Before Transformation Histogram
Viz(Data$Temp)
skewness(Data$Temp)
[1] -0.3705073
The histogram with the density curve of Ozone clearly shows that tail of the distribution lie towards left and thus the variable is Left Skewed.So we need to transform the Variable.

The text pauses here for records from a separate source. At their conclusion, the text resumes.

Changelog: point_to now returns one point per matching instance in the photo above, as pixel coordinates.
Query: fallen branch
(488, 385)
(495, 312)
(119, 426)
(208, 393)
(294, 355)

After Transformation Histogram
Temp_T <- Data$Temp^2
Viz(Temp_T)
skewness(Temp_T)
[1] -0.1080352
After Square Transformation the histogram with the density curve of Temp clearly shows that the variable is slightly skewed and so the data is from normal population. Also the skewness is much close to 0.
QQPlot
par(mfrow=c(1,2))
qqnorm(Data$Temp,pch=16,main="Before Transformation",xlab="Sample quantiles of Ozone",ylab="Theoretical quantiles")
qqline(Data$Temp, col = 2)
qqnorm(Temp_T,pch=16,main="After Transformation",xlab="Sample quantiles of Ozone",ylab="Theoretical quantiles")
qqline(Temp_T, col = 2)
QQPlot The above QQ plot clearly shows that most of the values lies above the normal line but more or less close to it. So we can interpret that the data is surely from a normal distribution.
Hypothesis testing:
shapiro.test(Temp_T)
Shapiro-Wilk normality test
data: Temp_T
W = 0.98546, p-value = 0.1089
If p is more than .01 {\(\alpha\)}, we can be 99% {\((1-\alpha)100\%\)} certain that the data are normally distributed.
Data$Ozone <- Ozone_T
Data$Solar.R <- Solar_T
Data$Temp <- Temp_T
This transformation is a must if you have data in different scales, this transformation does not change the shape of the variable distribution.
T <- Data[c(5,6)]
Data <- apply(Data[-c(5,6)],2,scale)
Data <- cbind(Data,T)
head(Data,50)
Now that the Data has been transformed and made consistent these are very important steps in Exploratory Data Analysis before Model Fitting. The quality and effort invested in data exploration can make a diffrence in building a good model from bad model.